What is the SLO template and process designed to address in terms of instructional delivery time, number of students, or size of the objective? SLOs can be written to address the entire length of a grade or course, but could be tailored to a focused time period. Student achievement for large or select groups of students can be described. The template is designed to address a grade or course plan but could be used to address a meaningful, focused instructional objective or focused teaching practice. Will PDE recommend some performance measures and scoring tools? Model SLOs for a variety of content areas will be provided, utilizing a variety of performance measures and scoring tools. These models can be used as is or can be modified.

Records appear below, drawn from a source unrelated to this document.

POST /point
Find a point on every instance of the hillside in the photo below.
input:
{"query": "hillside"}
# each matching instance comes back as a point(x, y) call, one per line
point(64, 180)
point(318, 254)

How many SLOs per teacher/per year/per grade? What about “co-taught” classes, teachers who travel between schools, and other unique instructional scenarios? Policy and guidelines on these issues are yet to be determined. How will the SLO process be monitored? A principal or LEA-assigned evaluator would monitor the SLO process, including (but not limited to) the timeline for development, approval for the SLO to be implemented and verification of the measure of educator effectiveness based on the completion of the SLO. Tools are currently being developed to assist principals toward efficiently and effectively monitoring this process.
How do “goals” and “performance indicators differ? The Goal Statement should address important learning content to be measured, and the performance indicators should describe expected levels of achievement. If a school is already having conversations about SLO and is having success, is it necessary to fill out this template or can we continue what we are doing? State regulations say that “LEAs shall use an SLO to document the process to determine and validate the weight assigned to the Elective Data measures that establish the Elective Rating.”
When will LEAs be expected to implement SLOs? Models will be available for school year 2013-2014, and LEAs have the option to use SLOs as a component for measuring educator effectiveness in school year 2013- 14. LEAs will be expected to implement SLOs in school year 2014-2015. First year teachers will not be expected to implement SLOs. What supports will be available to teachers and districts to develop and implement rigorous SLOs? An online training program and process/ definitions manual will be provided, as will an up-to-date template and content-specific models. Anticipated availability of these supports is August 2013.